Production of Low‐Freezing‐Point Highly Branched Alkanes through Michael Addition

Abstract A new approach for the production of low‐freezing‐point, high‐quality fuels from lignocellulose‐derived molecules was developed with Michael addition as the key step. Among the investigated catalysts, CoCl 2 ⋅6 H 2 O was found most active for the Michael addition of 2,4‐pentanedione with FA (single aldol adduct of furfural and acetone, 4‐(2‐furanyl)‐3‐butene‐2‐one). Over CoCl 2 ⋅6 H 2 O, a high carbon yield of C 13 oxygenates (about 75 %) can be achieved under mild conditions (353 K, 20 h). After hydrodeoxygenation, low‐freezing‐point (<223 K) branched alkanes with 13 carbons within jet fuel ranges were obtained over a Pd/NbOPO 4 catalyst. Furthermore, C 18,23 fuel precursors could be easily synthesized through Michael addition of 2,4‐pentanedione with DFA (double‐condensation product of furfural and acetone) under mild conditions and the molar ratio of C 18 /C 23 is dependent on the reaction conditions of Michael addition.
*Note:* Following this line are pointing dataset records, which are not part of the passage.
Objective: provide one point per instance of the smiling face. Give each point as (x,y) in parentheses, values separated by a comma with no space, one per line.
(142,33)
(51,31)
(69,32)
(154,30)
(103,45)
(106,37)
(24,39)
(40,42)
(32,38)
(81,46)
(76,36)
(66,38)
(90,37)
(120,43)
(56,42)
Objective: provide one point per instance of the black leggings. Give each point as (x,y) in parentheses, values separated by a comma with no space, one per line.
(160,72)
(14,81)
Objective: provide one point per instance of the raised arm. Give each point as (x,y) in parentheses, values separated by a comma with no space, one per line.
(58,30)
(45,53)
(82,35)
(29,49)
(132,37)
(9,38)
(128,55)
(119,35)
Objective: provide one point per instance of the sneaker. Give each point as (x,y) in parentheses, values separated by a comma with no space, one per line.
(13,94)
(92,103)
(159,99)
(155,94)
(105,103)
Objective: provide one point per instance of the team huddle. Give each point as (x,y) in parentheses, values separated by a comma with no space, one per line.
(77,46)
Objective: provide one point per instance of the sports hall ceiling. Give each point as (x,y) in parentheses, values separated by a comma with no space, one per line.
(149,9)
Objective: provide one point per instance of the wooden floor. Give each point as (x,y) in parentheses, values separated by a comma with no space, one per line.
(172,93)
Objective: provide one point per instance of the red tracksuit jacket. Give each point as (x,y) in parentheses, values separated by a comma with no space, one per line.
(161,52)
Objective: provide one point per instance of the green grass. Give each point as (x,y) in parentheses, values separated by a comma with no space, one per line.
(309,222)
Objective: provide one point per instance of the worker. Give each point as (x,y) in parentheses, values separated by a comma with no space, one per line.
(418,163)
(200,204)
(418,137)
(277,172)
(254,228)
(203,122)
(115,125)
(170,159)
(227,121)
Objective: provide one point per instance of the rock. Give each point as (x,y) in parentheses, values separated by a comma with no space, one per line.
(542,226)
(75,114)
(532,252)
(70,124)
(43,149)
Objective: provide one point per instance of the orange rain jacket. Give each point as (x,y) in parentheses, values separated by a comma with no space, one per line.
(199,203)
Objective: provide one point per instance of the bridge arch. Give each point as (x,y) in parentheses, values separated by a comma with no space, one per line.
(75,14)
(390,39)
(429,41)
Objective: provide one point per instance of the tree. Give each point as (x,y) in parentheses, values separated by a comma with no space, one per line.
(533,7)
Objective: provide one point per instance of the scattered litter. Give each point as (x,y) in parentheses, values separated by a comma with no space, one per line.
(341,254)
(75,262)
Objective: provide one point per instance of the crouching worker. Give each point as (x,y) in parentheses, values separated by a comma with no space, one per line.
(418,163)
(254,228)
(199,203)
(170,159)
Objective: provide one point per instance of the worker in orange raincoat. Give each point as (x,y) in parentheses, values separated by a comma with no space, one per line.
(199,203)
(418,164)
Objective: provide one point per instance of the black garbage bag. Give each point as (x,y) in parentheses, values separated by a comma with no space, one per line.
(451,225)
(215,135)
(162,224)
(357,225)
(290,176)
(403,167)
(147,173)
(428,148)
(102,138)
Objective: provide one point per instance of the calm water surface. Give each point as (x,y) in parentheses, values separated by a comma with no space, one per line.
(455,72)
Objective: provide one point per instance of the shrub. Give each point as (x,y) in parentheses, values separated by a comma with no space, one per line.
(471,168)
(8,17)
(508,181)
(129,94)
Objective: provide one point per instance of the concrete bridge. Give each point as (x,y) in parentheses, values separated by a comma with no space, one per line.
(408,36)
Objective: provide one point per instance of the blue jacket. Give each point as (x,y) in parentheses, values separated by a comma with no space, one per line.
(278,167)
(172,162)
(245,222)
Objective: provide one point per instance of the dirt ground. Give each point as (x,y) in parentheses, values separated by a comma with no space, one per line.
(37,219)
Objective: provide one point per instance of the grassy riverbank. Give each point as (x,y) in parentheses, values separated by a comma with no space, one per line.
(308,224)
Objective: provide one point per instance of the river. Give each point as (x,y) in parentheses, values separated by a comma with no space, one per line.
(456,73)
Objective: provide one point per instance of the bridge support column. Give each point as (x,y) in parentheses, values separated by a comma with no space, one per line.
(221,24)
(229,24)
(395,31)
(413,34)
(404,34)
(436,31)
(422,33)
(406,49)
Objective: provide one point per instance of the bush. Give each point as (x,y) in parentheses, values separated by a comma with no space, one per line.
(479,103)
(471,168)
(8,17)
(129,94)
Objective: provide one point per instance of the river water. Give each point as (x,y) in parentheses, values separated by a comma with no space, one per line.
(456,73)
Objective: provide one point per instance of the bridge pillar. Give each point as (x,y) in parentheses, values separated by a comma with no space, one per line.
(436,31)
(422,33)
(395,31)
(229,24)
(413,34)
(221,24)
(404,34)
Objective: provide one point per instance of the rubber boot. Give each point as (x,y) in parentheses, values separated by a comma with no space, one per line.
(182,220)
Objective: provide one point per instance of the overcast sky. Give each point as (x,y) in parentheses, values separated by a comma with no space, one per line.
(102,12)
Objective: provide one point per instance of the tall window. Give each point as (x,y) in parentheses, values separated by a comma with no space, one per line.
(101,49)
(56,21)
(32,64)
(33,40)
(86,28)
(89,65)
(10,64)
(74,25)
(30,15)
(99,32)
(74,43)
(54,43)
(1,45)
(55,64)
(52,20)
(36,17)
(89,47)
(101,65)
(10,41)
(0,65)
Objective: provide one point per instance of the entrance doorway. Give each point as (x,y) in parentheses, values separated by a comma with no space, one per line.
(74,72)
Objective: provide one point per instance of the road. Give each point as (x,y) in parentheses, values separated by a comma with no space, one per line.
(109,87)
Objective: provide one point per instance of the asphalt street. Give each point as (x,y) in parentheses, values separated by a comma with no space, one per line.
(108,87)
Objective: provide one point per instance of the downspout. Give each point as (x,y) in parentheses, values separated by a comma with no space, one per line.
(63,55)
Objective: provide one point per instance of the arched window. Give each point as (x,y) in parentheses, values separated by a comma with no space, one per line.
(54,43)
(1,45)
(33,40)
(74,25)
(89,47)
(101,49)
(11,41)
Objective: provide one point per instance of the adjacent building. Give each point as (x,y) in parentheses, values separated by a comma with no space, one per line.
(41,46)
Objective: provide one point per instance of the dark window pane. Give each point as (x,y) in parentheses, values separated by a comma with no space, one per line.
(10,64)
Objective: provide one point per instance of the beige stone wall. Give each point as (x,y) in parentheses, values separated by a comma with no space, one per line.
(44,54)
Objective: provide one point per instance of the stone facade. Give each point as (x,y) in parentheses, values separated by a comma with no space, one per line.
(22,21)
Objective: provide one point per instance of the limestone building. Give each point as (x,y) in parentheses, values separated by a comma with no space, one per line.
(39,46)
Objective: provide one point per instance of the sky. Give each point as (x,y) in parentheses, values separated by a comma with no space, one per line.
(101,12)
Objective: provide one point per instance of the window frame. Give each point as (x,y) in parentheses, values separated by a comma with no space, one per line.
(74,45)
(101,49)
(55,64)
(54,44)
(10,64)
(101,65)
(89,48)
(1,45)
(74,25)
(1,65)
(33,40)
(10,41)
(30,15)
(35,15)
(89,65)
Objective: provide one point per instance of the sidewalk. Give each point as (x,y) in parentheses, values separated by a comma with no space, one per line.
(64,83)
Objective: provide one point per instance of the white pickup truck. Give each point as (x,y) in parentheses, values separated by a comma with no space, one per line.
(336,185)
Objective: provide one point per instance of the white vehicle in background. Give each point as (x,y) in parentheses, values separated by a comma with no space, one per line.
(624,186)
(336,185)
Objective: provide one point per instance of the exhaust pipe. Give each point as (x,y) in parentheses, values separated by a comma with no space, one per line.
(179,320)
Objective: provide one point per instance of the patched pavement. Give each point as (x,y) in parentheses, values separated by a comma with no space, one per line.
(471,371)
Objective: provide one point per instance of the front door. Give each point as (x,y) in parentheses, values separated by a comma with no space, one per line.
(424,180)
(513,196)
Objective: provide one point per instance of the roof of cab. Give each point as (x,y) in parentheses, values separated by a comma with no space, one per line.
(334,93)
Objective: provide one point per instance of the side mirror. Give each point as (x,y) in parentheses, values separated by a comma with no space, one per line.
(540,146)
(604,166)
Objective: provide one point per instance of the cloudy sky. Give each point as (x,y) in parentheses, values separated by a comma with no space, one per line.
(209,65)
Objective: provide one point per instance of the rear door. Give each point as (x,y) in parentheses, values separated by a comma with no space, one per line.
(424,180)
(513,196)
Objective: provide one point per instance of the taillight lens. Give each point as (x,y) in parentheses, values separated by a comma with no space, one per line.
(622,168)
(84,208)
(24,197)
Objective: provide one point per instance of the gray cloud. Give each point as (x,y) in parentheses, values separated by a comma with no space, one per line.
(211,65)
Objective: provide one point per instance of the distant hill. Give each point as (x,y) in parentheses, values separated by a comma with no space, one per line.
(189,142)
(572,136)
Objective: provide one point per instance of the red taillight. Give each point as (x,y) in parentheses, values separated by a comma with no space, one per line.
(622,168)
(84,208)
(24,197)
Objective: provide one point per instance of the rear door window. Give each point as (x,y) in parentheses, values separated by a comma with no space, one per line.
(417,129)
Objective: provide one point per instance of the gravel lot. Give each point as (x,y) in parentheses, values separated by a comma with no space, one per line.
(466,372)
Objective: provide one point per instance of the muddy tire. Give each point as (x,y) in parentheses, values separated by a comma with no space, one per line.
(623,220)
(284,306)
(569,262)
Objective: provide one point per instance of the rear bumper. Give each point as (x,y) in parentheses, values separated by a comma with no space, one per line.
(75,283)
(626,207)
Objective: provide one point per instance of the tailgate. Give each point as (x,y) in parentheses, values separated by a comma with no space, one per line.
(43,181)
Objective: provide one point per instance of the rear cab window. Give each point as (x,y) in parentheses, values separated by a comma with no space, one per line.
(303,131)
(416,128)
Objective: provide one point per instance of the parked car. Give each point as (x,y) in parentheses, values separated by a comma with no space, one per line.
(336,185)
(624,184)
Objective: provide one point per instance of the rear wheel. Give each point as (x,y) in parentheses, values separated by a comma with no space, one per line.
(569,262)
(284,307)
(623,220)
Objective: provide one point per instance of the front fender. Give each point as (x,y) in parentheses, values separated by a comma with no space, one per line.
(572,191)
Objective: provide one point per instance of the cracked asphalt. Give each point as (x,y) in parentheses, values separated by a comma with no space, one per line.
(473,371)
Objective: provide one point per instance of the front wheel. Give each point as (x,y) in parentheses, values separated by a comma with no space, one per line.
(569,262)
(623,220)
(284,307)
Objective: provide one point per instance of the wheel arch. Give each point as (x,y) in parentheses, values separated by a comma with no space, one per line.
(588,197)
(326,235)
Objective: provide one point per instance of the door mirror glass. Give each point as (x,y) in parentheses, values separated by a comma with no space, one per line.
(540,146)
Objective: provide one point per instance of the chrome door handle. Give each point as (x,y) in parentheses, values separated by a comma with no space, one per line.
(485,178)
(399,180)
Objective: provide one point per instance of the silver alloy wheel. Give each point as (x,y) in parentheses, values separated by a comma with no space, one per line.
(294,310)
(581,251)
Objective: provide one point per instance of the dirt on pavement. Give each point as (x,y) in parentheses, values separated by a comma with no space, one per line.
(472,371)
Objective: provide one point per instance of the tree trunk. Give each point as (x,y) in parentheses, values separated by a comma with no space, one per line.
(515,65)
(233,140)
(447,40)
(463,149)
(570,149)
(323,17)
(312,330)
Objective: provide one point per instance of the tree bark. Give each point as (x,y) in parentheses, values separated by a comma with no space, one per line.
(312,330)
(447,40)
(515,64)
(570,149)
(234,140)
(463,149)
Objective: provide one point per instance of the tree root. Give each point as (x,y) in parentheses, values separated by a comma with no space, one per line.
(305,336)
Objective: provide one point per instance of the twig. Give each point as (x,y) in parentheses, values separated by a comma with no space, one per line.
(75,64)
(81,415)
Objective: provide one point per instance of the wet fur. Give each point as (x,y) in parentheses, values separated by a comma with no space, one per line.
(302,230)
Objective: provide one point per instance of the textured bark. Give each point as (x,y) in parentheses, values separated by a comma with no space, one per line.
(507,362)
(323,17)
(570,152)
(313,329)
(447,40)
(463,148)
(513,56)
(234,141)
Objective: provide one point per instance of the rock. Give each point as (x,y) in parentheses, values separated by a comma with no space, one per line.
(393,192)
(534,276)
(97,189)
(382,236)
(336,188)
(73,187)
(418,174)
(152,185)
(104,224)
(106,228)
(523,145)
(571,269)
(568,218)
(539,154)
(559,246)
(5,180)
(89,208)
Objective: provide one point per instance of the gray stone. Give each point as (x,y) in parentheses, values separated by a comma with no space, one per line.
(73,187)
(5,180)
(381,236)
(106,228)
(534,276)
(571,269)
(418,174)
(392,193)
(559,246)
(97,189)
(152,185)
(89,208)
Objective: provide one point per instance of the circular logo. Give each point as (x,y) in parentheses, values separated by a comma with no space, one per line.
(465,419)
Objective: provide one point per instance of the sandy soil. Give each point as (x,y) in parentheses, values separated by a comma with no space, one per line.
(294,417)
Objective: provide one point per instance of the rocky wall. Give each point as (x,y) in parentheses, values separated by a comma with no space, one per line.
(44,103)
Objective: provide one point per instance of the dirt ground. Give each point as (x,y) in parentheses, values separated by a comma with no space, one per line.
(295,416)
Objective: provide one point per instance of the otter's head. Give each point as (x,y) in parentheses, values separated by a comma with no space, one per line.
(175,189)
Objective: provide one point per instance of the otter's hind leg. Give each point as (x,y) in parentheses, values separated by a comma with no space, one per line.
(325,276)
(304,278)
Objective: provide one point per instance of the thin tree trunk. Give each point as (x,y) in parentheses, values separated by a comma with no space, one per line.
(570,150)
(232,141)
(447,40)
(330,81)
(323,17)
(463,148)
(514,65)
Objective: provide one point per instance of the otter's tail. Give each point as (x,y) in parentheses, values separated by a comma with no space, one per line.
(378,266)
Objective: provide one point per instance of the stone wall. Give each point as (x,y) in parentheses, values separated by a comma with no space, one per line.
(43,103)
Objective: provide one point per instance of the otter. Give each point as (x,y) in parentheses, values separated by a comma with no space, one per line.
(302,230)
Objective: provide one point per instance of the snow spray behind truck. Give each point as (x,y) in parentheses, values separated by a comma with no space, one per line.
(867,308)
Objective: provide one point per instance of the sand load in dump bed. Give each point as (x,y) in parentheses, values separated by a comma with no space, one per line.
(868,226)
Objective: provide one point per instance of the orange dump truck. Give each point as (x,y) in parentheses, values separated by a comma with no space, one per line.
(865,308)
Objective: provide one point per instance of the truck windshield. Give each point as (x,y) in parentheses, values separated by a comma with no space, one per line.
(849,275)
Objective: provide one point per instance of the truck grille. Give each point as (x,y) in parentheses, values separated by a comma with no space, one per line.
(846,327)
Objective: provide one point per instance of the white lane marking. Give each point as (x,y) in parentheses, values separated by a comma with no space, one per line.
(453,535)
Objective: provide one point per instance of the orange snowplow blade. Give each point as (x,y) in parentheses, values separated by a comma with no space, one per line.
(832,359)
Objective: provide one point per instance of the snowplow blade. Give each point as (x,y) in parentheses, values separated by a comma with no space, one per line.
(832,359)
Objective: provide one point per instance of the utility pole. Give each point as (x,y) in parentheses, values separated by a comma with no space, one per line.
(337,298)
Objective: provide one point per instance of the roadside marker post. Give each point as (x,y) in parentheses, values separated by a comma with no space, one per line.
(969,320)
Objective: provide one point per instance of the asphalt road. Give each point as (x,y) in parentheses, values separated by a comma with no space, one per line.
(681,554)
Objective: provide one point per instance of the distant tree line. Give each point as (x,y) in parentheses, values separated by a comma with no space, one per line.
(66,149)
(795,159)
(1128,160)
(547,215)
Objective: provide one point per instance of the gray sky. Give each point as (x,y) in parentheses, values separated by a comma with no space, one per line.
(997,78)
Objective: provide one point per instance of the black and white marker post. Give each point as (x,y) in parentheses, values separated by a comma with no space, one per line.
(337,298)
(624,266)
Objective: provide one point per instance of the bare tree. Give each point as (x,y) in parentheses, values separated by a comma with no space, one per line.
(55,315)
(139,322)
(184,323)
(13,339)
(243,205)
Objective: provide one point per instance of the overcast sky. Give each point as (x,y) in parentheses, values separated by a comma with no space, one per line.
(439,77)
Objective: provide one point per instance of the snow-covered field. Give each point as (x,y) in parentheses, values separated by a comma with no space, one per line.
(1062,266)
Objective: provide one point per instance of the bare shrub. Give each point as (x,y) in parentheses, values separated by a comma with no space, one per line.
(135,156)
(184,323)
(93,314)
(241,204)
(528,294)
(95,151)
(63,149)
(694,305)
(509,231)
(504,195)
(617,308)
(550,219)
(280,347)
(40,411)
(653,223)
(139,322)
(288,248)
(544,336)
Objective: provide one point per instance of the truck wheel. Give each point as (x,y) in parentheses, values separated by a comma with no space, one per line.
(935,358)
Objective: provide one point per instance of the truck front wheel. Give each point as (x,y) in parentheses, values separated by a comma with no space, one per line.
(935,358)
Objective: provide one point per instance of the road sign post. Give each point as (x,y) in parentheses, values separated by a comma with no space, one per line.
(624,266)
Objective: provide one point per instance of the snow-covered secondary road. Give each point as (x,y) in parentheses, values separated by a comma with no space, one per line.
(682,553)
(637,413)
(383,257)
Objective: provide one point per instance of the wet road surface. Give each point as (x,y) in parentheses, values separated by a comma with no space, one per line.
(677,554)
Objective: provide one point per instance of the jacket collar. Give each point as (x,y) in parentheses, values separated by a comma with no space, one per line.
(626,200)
After hydrodeoxygenation, high density (0.8415 g mL −1 ) and low‐freezing‐point (<223 K) branched alkanes with 18, 23 carbons within lubricant range were also obtained over a Pd/NbOPO 4 catalyst. These highly branched alkanes can be directly used as transportation fuels or additives. This work opens a new strategy for the synthesis of highly branched alkanes with low freezing point from renewable biomass.